The JSON above contains a single person and a single pet, mixed together into a list. A longer sample can contain multiple owners and pets, still in a single list, and in any order 😨. Luckily we're free to model this data differently in our Elm application. The following Model type can store the same data, but ensures all pets have an owner.

type alias Model =
    List Human


type alias Human =
    { id : Id
    , name : String
    , pets : List Pet
    }


type alias Pet =
    { id : Id
    , name : String
    , animal : Animal
    }


type Animal
    = Dog
    | Cat
    | Fish


type Id
    = Id Int

Doesn't that look much nicer? Once we get the data into our Elm application, it's going to be so much nicer to work with! To load JSON data into the application in Elm we'll need to write a JSON decoder. But in this particular case that is no simple task, because the shape of the JSON and Elm type are so different.

We can write a decoder that decodes our JSON data right into our Model type, but to do so we'll need every tool in the decoder toolbox. Luckily there's a simpler approach, always available to us, that only uses basic Json.Decode primitives.
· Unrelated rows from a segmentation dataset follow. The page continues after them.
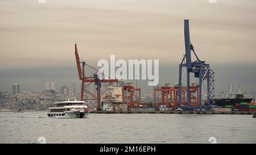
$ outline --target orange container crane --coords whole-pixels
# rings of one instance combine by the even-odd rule
[[[101,87],[102,82],[117,82],[118,80],[115,79],[100,79],[98,78],[98,73],[100,73],[102,74],[103,73],[100,72],[97,69],[94,68],[93,67],[90,66],[89,65],[85,63],[84,61],[80,61],[79,58],[79,55],[77,52],[77,48],[76,47],[76,44],[75,44],[75,55],[76,56],[76,65],[77,66],[77,71],[79,73],[79,79],[82,81],[82,88],[81,90],[81,100],[97,100],[97,108],[98,109],[101,108],[100,104],[100,88]],[[81,64],[82,64],[82,68],[81,68]],[[88,66],[95,71],[95,73],[91,74],[89,76],[85,76],[85,66]],[[86,87],[89,86],[93,83],[94,83],[97,86],[97,96],[93,94],[93,93],[86,89]],[[87,93],[90,98],[84,98],[85,93]]]

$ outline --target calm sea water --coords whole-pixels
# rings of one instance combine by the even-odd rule
[[[46,111],[0,112],[0,143],[256,143],[252,115],[90,114],[48,118]]]

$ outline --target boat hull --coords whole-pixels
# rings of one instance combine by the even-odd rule
[[[88,112],[55,112],[48,113],[49,118],[88,118],[89,115]]]
[[[217,105],[219,107],[223,107],[225,105],[235,105],[236,103],[240,103],[241,102],[248,102],[250,103],[253,98],[227,98],[227,99],[214,99],[213,105]]]

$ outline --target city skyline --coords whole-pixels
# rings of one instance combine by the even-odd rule
[[[76,43],[81,58],[96,68],[110,55],[159,60],[159,85],[174,85],[185,53],[183,20],[188,18],[196,53],[216,72],[216,92],[226,90],[229,82],[255,91],[255,1],[76,1],[0,2],[0,91],[11,91],[16,81],[27,86],[24,91],[41,91],[46,81],[55,81],[58,88],[79,86]],[[204,9],[194,11],[197,6]],[[147,81],[138,82],[143,93],[151,92]]]

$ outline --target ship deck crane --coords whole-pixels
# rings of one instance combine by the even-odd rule
[[[80,61],[80,58],[79,58],[79,55],[77,52],[77,48],[76,47],[76,44],[75,45],[75,55],[76,56],[76,65],[77,66],[77,71],[79,77],[79,79],[82,81],[82,87],[81,90],[81,100],[97,100],[97,108],[98,109],[101,107],[101,105],[100,104],[100,98],[101,98],[101,91],[100,89],[101,87],[101,83],[102,82],[117,82],[118,80],[117,79],[100,79],[98,77],[98,73],[100,73],[97,69],[94,68],[91,66],[90,65],[87,64],[84,61]],[[81,68],[81,64],[82,64],[82,68]],[[95,71],[94,73],[91,74],[89,76],[85,76],[85,66],[88,66],[93,70]],[[101,73],[104,74],[103,73]],[[89,86],[90,84],[94,83],[97,86],[97,96],[96,96],[93,93],[90,92],[89,91],[86,89],[86,87]],[[85,85],[85,83],[86,85]],[[84,96],[85,93],[86,93],[89,94],[89,96],[91,97],[90,98],[84,99]]]
[[[187,106],[183,108],[191,109],[191,108],[202,109],[202,86],[205,88],[207,91],[207,105],[205,108],[208,108],[210,102],[214,97],[214,72],[210,69],[210,65],[206,64],[205,61],[201,61],[195,52],[194,47],[190,41],[189,19],[185,19],[184,22],[184,39],[185,55],[184,55],[181,62],[179,64],[179,108],[181,108],[181,78],[182,68],[187,68]],[[192,61],[191,51],[195,56],[196,60]],[[191,93],[189,92],[190,76],[189,73],[194,73],[195,78],[199,79],[199,100],[198,106],[193,106],[191,104]],[[207,86],[204,85],[203,81],[207,79]]]

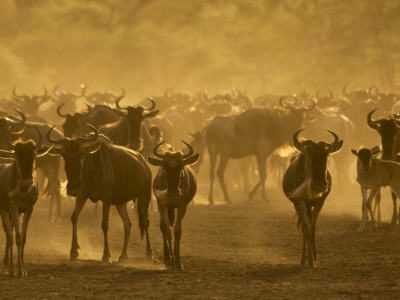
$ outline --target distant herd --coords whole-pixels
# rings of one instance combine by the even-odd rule
[[[313,96],[303,90],[299,95],[255,99],[238,89],[212,97],[200,90],[195,94],[167,90],[138,105],[122,106],[121,101],[133,102],[125,99],[124,89],[119,95],[110,91],[88,95],[87,88],[82,85],[78,94],[56,86],[52,95],[44,88],[43,95],[32,96],[18,95],[14,88],[11,98],[0,102],[0,214],[6,235],[3,263],[10,275],[27,275],[24,248],[38,197],[50,197],[49,221],[62,218],[62,181],[67,181],[67,195],[75,198],[71,259],[79,255],[77,223],[87,199],[103,203],[104,262],[112,261],[108,245],[111,205],[116,206],[124,224],[124,245],[118,260],[128,259],[132,224],[127,203],[131,200],[136,203],[141,237],[146,239],[146,257],[153,259],[149,237],[153,192],[160,214],[164,262],[181,270],[182,220],[196,195],[201,165],[210,166],[209,204],[216,202],[215,174],[224,201],[231,204],[225,170],[230,159],[242,158],[241,171],[231,177],[247,180],[248,174],[255,172],[252,161],[246,159],[249,156],[256,158],[259,177],[250,189],[249,201],[259,189],[262,201],[267,200],[267,170],[283,174],[283,192],[293,203],[303,232],[301,265],[316,264],[317,217],[333,181],[328,170],[330,154],[335,154],[338,185],[348,183],[352,155],[356,156],[362,193],[359,231],[365,230],[369,217],[374,227],[381,221],[381,187],[391,188],[392,224],[399,221],[400,95],[396,93],[382,92],[375,85],[348,92],[348,84],[340,97],[330,90],[325,97],[319,91]],[[85,111],[77,108],[81,99]],[[377,110],[385,116],[373,120]],[[61,125],[63,132],[53,124]],[[299,138],[304,129],[312,140]],[[361,147],[374,131],[379,133],[374,138],[380,137],[381,147]],[[333,141],[326,142],[327,136]],[[187,153],[175,150],[172,145],[177,143],[183,143]],[[282,154],[280,149],[285,147],[290,151]],[[377,216],[372,208],[374,199]]]

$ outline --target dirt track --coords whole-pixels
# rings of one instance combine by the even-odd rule
[[[203,189],[202,189],[203,190]],[[206,190],[206,189],[204,189]],[[299,266],[301,234],[295,230],[294,209],[279,190],[269,190],[270,203],[189,207],[183,224],[182,272],[144,259],[137,220],[133,223],[130,263],[103,264],[100,216],[87,203],[78,227],[81,255],[69,260],[72,201],[65,203],[60,224],[47,222],[47,202],[35,207],[28,232],[26,267],[29,276],[0,276],[2,299],[271,299],[400,297],[399,228],[390,220],[391,200],[383,194],[381,227],[357,233],[360,195],[356,187],[346,198],[328,198],[319,218],[316,269]],[[198,200],[204,199],[199,194]],[[348,203],[345,207],[344,204]],[[162,259],[159,216],[151,212],[151,241]],[[110,216],[110,250],[117,260],[123,228],[116,210]],[[0,236],[4,251],[4,236]]]

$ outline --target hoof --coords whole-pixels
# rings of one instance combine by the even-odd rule
[[[148,260],[154,260],[153,250],[151,250],[151,249],[146,249],[146,259],[148,259]]]
[[[110,259],[111,260],[111,259]],[[125,263],[125,262],[127,262],[128,261],[128,256],[127,255],[121,255],[119,258],[118,258],[118,262],[119,263]]]
[[[175,270],[182,271],[183,270],[182,264],[181,263],[175,263]]]
[[[79,256],[79,251],[78,249],[76,250],[71,250],[69,253],[69,258],[70,260],[75,260]]]
[[[112,264],[111,256],[108,256],[108,255],[104,255],[103,258],[101,259],[101,261],[106,264]]]

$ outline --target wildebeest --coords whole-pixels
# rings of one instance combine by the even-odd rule
[[[400,196],[400,164],[378,159],[377,156],[381,152],[378,147],[362,148],[358,152],[352,149],[351,152],[358,158],[357,181],[361,186],[363,197],[361,224],[358,231],[364,231],[368,211],[371,214],[373,226],[376,227],[371,203],[381,187],[390,186],[394,197]],[[367,195],[368,190],[371,190],[369,196]],[[392,223],[396,224],[398,217],[397,207],[394,205]]]
[[[193,155],[193,148],[182,140],[189,148],[189,153],[182,154],[169,148],[164,153],[158,153],[159,143],[153,150],[157,157],[148,157],[148,161],[154,166],[160,166],[157,176],[154,178],[153,191],[157,198],[160,212],[160,229],[164,240],[164,261],[167,266],[172,265],[182,270],[180,255],[180,240],[182,235],[182,220],[186,213],[186,207],[196,194],[196,176],[189,165],[199,159],[199,154]],[[175,209],[177,216],[175,221]],[[174,227],[175,245],[172,251],[171,227]]]
[[[108,123],[118,121],[123,115],[111,107],[105,105],[96,105],[93,108],[86,104],[87,112],[75,112],[74,114],[63,114],[61,108],[64,104],[60,104],[57,107],[57,114],[60,117],[65,118],[65,122],[62,125],[64,136],[73,137],[81,136],[88,133],[88,129],[85,126],[86,123],[93,125],[96,128],[100,128]]]
[[[13,128],[10,128],[6,141],[10,150],[0,150],[0,157],[11,158],[9,164],[0,165],[0,214],[3,229],[6,234],[6,251],[4,255],[4,270],[14,274],[13,260],[13,229],[15,229],[15,242],[17,245],[17,276],[26,276],[24,266],[24,249],[29,219],[33,206],[38,198],[38,186],[33,178],[35,157],[45,155],[50,147],[43,145],[43,136],[39,129],[37,144],[33,140],[17,140],[11,143],[9,137]],[[24,214],[22,230],[20,229],[19,216]]]
[[[142,150],[142,131],[146,130],[143,128],[142,123],[144,119],[155,117],[158,114],[158,110],[153,110],[156,103],[149,98],[152,103],[149,108],[141,105],[123,108],[119,105],[119,100],[116,102],[118,109],[126,110],[127,113],[124,113],[124,117],[120,120],[100,127],[99,132],[110,138],[116,145],[125,146],[136,151]]]
[[[37,135],[37,129],[39,129],[42,135],[45,135],[51,128],[49,125],[43,123],[33,124],[31,122],[26,122],[25,115],[19,110],[16,111],[21,116],[21,120],[18,120],[15,117],[0,119],[0,149],[11,150],[8,148],[7,139],[5,139],[11,126],[14,126],[16,131],[21,131],[20,137],[25,140],[34,139]],[[12,135],[14,135],[14,132],[12,132]],[[62,134],[58,130],[55,130],[53,136],[60,138],[62,137]],[[17,137],[11,138],[11,140],[15,139],[17,139]],[[49,145],[47,141],[44,141],[44,144]],[[47,185],[41,192],[50,196],[49,220],[60,221],[62,217],[59,180],[60,158],[50,155],[38,157],[35,166],[37,170],[41,171],[41,173],[37,173],[38,182],[41,187],[44,187],[44,183],[46,183],[45,180],[47,179]],[[53,212],[54,205],[56,205],[57,209],[56,214]]]
[[[224,172],[230,158],[242,158],[255,155],[257,158],[260,180],[249,194],[252,199],[261,186],[262,199],[266,200],[266,160],[275,149],[283,146],[290,133],[301,126],[303,114],[309,108],[295,108],[284,104],[282,97],[279,103],[289,113],[281,110],[253,108],[237,116],[218,116],[205,128],[205,139],[210,156],[210,193],[209,203],[214,204],[213,184],[217,156],[220,155],[217,175],[227,203],[231,203],[224,179]],[[296,99],[297,101],[297,99]]]
[[[127,212],[127,202],[137,200],[139,228],[143,239],[146,234],[146,255],[152,257],[148,228],[150,224],[148,208],[151,200],[151,171],[143,156],[125,147],[113,145],[99,136],[93,126],[87,124],[93,136],[78,138],[51,138],[53,128],[47,132],[47,139],[58,145],[51,154],[61,155],[67,174],[67,194],[76,197],[75,209],[71,217],[73,233],[70,258],[78,257],[79,245],[77,222],[86,200],[103,202],[101,228],[104,233],[104,253],[102,260],[111,261],[108,247],[108,219],[110,206],[115,205],[124,223],[124,247],[119,261],[127,260],[131,222]]]
[[[331,130],[334,142],[299,141],[298,136],[304,129],[293,135],[294,146],[300,154],[292,157],[291,163],[283,175],[283,192],[293,202],[303,230],[303,254],[300,264],[314,267],[317,260],[315,229],[318,214],[329,195],[332,185],[331,174],[327,168],[329,154],[342,148],[343,140]]]
[[[397,147],[396,147],[396,139],[398,139],[399,127],[398,127],[398,120],[395,118],[380,118],[378,120],[372,119],[372,114],[377,109],[370,111],[367,115],[367,124],[368,126],[377,131],[381,137],[382,143],[382,159],[383,160],[392,160],[395,161],[397,157]],[[397,150],[396,150],[397,149]],[[378,207],[378,222],[381,221],[381,214],[380,214],[380,200],[381,200],[381,192],[378,189],[376,193],[376,206]],[[395,193],[392,193],[392,200],[393,200],[393,210],[397,211],[397,196]],[[397,217],[395,216],[395,212],[393,212],[392,217],[392,224],[397,224]]]

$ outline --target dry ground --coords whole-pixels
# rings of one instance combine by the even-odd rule
[[[207,187],[196,198],[205,199]],[[100,216],[87,203],[79,220],[81,255],[69,260],[73,208],[66,199],[65,218],[47,222],[47,201],[35,207],[26,246],[29,276],[0,275],[1,299],[399,299],[399,228],[391,217],[389,192],[383,194],[381,227],[357,233],[360,194],[356,186],[346,197],[333,193],[318,221],[319,264],[299,266],[301,234],[295,230],[294,209],[278,189],[269,189],[270,202],[232,192],[232,206],[190,206],[183,224],[184,270],[167,270],[162,262],[144,259],[137,219],[131,210],[133,231],[130,263],[103,264]],[[217,193],[220,197],[220,194]],[[220,199],[220,198],[219,198]],[[162,260],[159,216],[151,212],[151,242]],[[110,217],[110,250],[117,259],[123,227],[116,210]],[[4,251],[4,236],[0,236]]]

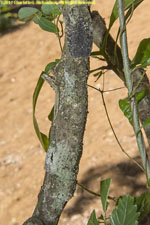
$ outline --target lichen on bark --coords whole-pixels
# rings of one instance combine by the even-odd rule
[[[33,218],[43,225],[57,225],[64,206],[74,194],[88,107],[87,79],[93,40],[91,16],[87,5],[68,5],[63,15],[65,48],[53,68],[58,106],[50,131],[45,179],[33,213]]]

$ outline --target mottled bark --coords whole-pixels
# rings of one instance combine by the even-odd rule
[[[104,43],[104,37],[107,32],[107,28],[103,18],[99,15],[97,11],[92,12],[92,21],[93,21],[93,41],[99,48],[101,48],[101,46]],[[118,59],[116,60],[114,48],[115,48],[115,41],[109,34],[106,45],[105,60],[108,63],[110,69],[112,69],[125,83],[121,49],[118,45],[116,46],[116,52],[118,56]],[[133,89],[141,80],[143,73],[145,73],[143,69],[137,69],[133,72],[132,74]],[[146,73],[145,76],[143,76],[143,79],[141,80],[139,86],[137,87],[136,92],[140,92],[145,89],[148,90],[147,94],[138,105],[139,117],[142,124],[147,120],[148,117],[150,117],[150,84]],[[150,127],[144,127],[144,131],[150,146]]]
[[[66,6],[63,14],[66,43],[60,62],[53,68],[57,106],[46,155],[45,179],[33,216],[24,225],[58,224],[76,188],[87,117],[87,79],[93,34],[87,5]]]

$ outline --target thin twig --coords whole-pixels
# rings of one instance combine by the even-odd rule
[[[122,58],[123,58],[123,69],[124,69],[126,85],[128,88],[128,95],[130,97],[133,93],[133,84],[131,79],[131,69],[130,69],[130,62],[129,62],[129,55],[128,55],[128,43],[127,43],[127,35],[126,35],[125,17],[124,17],[124,1],[117,0],[117,2],[118,2],[118,14],[119,14],[120,32],[121,32],[120,43],[121,43],[121,51],[122,51]],[[142,131],[140,130],[139,114],[138,114],[135,96],[131,98],[131,111],[132,111],[132,118],[133,118],[133,129],[136,136],[136,141],[137,141],[139,153],[141,156],[142,164],[146,172],[147,184],[148,184],[147,186],[150,187],[150,162],[146,154],[146,147],[144,143],[143,134],[142,134]]]
[[[93,87],[93,86],[91,86],[91,85],[88,85],[89,87],[91,87],[91,88],[93,88],[93,89],[95,89],[96,91],[98,91],[100,94],[101,94],[101,96],[102,96],[102,101],[103,101],[103,105],[104,105],[104,109],[105,109],[105,112],[106,112],[106,116],[107,116],[107,120],[108,120],[108,122],[109,122],[109,125],[110,125],[110,127],[111,127],[111,130],[112,130],[112,132],[113,132],[113,134],[114,134],[114,137],[115,137],[115,139],[116,139],[116,141],[117,141],[117,143],[118,143],[118,145],[119,145],[119,147],[120,147],[120,149],[122,150],[122,152],[130,159],[130,160],[132,160],[144,173],[145,173],[145,170],[143,169],[143,167],[135,160],[135,159],[133,159],[125,150],[124,150],[124,148],[122,147],[122,145],[121,145],[121,143],[120,143],[120,141],[119,141],[119,139],[118,139],[118,137],[117,137],[117,135],[116,135],[116,132],[115,132],[115,130],[114,130],[114,128],[113,128],[113,125],[112,125],[112,123],[111,123],[111,120],[110,120],[110,117],[109,117],[109,113],[108,113],[108,110],[107,110],[107,106],[106,106],[106,104],[105,104],[105,99],[104,99],[104,91],[101,91],[100,89],[98,89],[98,88],[95,88],[95,87]]]

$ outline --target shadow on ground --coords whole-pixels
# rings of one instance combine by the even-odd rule
[[[140,164],[140,157],[135,157]],[[143,171],[130,160],[125,162],[120,162],[116,165],[109,166],[102,165],[96,168],[90,168],[85,174],[84,179],[78,181],[80,184],[84,185],[86,188],[99,193],[99,181],[100,177],[112,178],[111,195],[114,197],[119,197],[121,195],[130,194],[132,196],[138,196],[140,193],[147,191],[145,183],[140,181],[140,177],[144,176]],[[93,188],[91,188],[91,186]],[[117,190],[116,190],[117,187]],[[97,200],[96,196],[87,193],[80,187],[77,188],[78,197],[74,204],[65,209],[66,216],[70,217],[74,214],[82,214],[85,208],[88,208],[92,202]],[[117,193],[117,194],[116,194]],[[148,222],[149,221],[149,222]],[[140,225],[149,225],[150,216],[145,218]]]

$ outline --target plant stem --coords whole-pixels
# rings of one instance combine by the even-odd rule
[[[131,79],[129,56],[128,56],[126,24],[125,24],[125,17],[124,17],[124,0],[117,0],[117,1],[118,1],[118,13],[119,13],[120,31],[121,31],[120,43],[121,43],[121,51],[122,51],[122,58],[123,58],[124,75],[125,75],[126,85],[128,88],[128,94],[129,96],[132,96],[133,90],[132,90],[132,79]],[[150,164],[146,154],[146,147],[144,143],[143,134],[140,129],[138,109],[137,109],[136,99],[134,96],[131,98],[131,110],[132,110],[132,117],[133,117],[133,129],[136,135],[136,140],[137,140],[137,145],[141,155],[141,160],[146,172],[147,185],[150,186]]]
To use it, we're going to need an extra Elm type, one that looks like the JSON we're trying to read. Let's call this type BackendData.

type alias BackendData =
    List Individual


type alias Individual =
    { id : Int
    , species : String
    , name : String
    , owner : Maybe Int
    }

This type has almost the exact same shape as the JSON we're trying to decode! Because of this we'll have a much easier time to write a decoder for BackendData then we would writing one for Model. Let's write that decoder now.

import Json.Decode as Decode exposing (Decoder)


dataDecoder : Decoder BackendData
dataDecoder =
    Decode.list individualDecoder


individualDecoder : Decoder Individual
individualDecoder =
    Decode.map4
        (\id species name owner -> Individual id species name owner)
        Decode.int
        Decode.string
        Decode.string
        (Decode.maybe Decode.int)

Not bad right? If we choose the right Elm type, we can always decode a JSON structure using only a small number of tricks:

A JSON array we can represent in Elm with a List. We decode it using Decode.list.
A JSON object we can represent Elm with a record. We decode it using one of the Decode.map functions (depending on the amount of fields the record has).
JSON values (numbers and string) can be represented in Elm by Ints, Floats, and Strings.
A field that may be absent can be represented in Elm by a Maybe. We decode it using Decode.maybe.
A field that may be null can be represented in Elm by a Maybe. We can decode it using Decode.nullable.
Occasionally you will need oneOf, if a field in the JSON can contain two different types.

This is a nice result, but we're not done yet. We have succeeded in decoding our JSON into a BackendData type, but it's not a Model yet. The JSON we started out with was unpleasant to work with because its structure is so different from the Model type we'd like to use in our Elm application. Our BackendData type has the same structure as our JSON and so inherits its problems as well.

We'll need a function that turns our BackendData into a Model, let's call it fromBackendData. It will have a type like this.

fromBackendData :: BackendData -> Result String Model

The function returns a Result because there's a couple of things that can go wrong in this transformation. One example: our data can contain a whale, which is neither a person nor a pet. In cases like that Result allows us to return an error to indicate something went wrong.

fromBackenData is going to take some effort to write, and that's exactly why it's great that we don't need to worry about decoders anymore. Writing JSON decoders is hard, writing transformation functions is also hard. We were always going to have to deal with both these problems, but introducing BackendData allows us to face one problem at the time rather then a combined mega-problem.

There's other benefits. The Elm compiler is going to help us a lot writing fromBackendData. It won't offer the same amount of help writing a decoder that directly decodes the Model.

We can also write tests to help us get the transformation logic right. We could write tests for a decoder that directly decodes the Model too, but we'd need to pass it JSON strings as inputs. Our transformation function takes and returns regular Elm types, so its tests it will be easier to write and maintain.

Because it's pretty long I'll leave the implementation of fromBackendData out of this blogpost. If you're interested, check out the code in Ellie (a big thank you to Tony Gu for a number of fixes and improvements to the code!).

That's it! Any time we're faced with writing a complicated JSON decoder, we can instead choose to write an intermediary type, simple decoder, and transformation function.